The WGA thus finds itself once again in the strange position of being both the most militant union and the union with the least dangerous strike threat. It's a simple matter of production realities. If actors or directors strike, film and television instantly shuts down. Not so with screenplays, which are written well in advance of film production. In television, scripts and episodes are typically completed far before their air dates. If writers strike, film and television will shut down... one day... when the scripts run out.

So How Does It End?

The WGA negotiates first among the unions (its contract is up on October 31st) . If it doesn't get the deal it wants, it has three options. It can settle, it can strike, or it can work past the expiration of the current contract.

The first option is unlikely. SAG and the DGA are both set to negotiate for a summer of '08 expiration and they both have very credible strike threats, so why should the WGA settle for a bad deal when all it will do is undercut the other unions chances of doing better?

Plenty of ink has already been spilled over the second possibility: a strike. I think a strike is less likely than many observers assume.

Ironically, the complete and total failure of the ANTM strike may have saved us all from a bad general strike. I know the current leaders of the union. I opposed them in 2005 because I felt they were naïve and far too trusting of their own intellectual theories of how battles with the studios would actually play out.

After the ANTM debacle, I think they might have realized that I was right. Romanticism can run high among writers —we fetishize Paddy Chayevsky's Network for its fearless, media-smashing Don Quixote —but a punch to the nose can complicate delusions of rebellion.

The third option, working past the deadline, seems likeliest. If the WGA won't accept a bad deal and the companies won't offer a good one, the two sides can stop negotiating without a strike or lockout . This is precisely what happened in 2004. If this comes to pass in '07,

then all eyes will turn to SAG and the DGA. If SAG strikes, all bets are off, and the WGA will almost surely walk the line with them in support. If either SAG or the DGA makes a deal, the writers will get stuck with it for better or worse. Either way, we're not quite the canary in a coalmine many industry writers paint us to be.

Unless...

There is one other possibility.

As if the situation weren't confusing enough, there's the small matter of the business model for sales of movies and television shows over the internet:

It doesn't seem to exist.

Right now, internet distribution is a Babel-like jumble of different price points, varying models of purchase, a lack of standard media formats and digital rights management snafus.

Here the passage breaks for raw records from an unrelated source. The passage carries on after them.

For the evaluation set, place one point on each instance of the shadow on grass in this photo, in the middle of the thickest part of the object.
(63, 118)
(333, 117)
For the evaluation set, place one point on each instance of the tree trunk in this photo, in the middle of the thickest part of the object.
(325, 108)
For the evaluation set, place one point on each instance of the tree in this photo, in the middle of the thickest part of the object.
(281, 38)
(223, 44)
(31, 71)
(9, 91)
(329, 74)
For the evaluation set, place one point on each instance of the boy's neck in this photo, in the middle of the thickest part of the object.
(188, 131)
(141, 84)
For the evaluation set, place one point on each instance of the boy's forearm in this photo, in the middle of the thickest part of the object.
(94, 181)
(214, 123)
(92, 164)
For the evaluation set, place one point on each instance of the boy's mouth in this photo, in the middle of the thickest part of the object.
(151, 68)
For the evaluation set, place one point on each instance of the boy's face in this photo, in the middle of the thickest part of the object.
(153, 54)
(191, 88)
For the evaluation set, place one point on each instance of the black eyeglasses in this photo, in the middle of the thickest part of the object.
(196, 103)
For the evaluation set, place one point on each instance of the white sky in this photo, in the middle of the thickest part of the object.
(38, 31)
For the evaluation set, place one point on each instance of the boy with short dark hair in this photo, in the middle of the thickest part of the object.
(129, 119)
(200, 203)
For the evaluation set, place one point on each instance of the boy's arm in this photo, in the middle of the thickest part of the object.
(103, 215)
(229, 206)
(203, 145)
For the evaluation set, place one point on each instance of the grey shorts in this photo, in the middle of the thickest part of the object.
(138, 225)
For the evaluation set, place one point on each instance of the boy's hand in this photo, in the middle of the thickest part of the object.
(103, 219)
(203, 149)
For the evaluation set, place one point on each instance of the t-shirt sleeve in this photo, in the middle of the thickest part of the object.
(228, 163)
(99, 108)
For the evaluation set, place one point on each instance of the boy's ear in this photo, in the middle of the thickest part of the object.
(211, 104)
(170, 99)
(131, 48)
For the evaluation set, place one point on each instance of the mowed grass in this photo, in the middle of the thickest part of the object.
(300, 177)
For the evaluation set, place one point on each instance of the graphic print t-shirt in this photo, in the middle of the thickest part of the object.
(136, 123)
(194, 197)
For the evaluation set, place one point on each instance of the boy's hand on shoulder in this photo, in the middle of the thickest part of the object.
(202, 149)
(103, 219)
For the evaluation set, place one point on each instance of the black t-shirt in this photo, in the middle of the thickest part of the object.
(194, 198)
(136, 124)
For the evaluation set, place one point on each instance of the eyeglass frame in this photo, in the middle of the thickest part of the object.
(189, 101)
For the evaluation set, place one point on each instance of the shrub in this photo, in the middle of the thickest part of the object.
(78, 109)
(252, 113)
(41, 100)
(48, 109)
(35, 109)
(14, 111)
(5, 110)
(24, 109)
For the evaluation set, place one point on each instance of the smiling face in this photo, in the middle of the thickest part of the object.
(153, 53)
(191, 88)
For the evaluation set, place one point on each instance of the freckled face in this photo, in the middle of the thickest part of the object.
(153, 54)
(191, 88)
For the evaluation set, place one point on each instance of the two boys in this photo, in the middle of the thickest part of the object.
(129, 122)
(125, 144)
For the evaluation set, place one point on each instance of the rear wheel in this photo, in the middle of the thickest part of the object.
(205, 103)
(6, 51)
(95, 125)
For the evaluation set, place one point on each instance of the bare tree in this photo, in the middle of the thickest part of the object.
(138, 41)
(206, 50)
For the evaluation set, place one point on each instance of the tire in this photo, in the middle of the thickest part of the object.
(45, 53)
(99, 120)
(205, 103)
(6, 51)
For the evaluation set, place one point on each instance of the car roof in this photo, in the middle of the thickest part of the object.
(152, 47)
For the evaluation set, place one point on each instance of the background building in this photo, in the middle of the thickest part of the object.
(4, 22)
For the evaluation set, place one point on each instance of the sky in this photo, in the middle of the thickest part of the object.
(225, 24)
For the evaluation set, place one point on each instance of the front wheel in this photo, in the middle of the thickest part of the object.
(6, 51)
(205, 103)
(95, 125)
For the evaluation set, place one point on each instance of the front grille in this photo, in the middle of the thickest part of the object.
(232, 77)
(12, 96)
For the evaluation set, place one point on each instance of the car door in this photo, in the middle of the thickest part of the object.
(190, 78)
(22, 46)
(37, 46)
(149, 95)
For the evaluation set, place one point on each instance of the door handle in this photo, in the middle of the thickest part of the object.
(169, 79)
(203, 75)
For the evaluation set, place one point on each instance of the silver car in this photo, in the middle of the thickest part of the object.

Once it all stabilizes and becomes as fast and common as downloading music, the companies will find out how people want to get their movies and TV shows online and what they'll pay for them . They'll find out what the real sales volume is. They'll find out what the overhead will be, whether they or third parties will distribute, whether the sales will be per unit or on a subscription basis, and so on.

Right now, they just don't know. And because they don't know, there's lots we don't know about how to establish a fair and sustainable residual structure for writers in this strange new world.

Given the lack of consensus and economic visibility, there's a strong possibility that everyone will look at each other and decide that maybe the best bet is to agree to figure this all out in 2010, when the contract expires again . But this fight over residuals has been brewing for twenty bitter years, and, be it now or later, it's going to be settled at some point . The talent knows they may never recoup what they lose in a strike, and the companies know that market instability is poisonous to their bottom line.

It's tempting to say that cooler minds will prevail, but this is Hollywood. When money's on the line, things always seem to get ugly.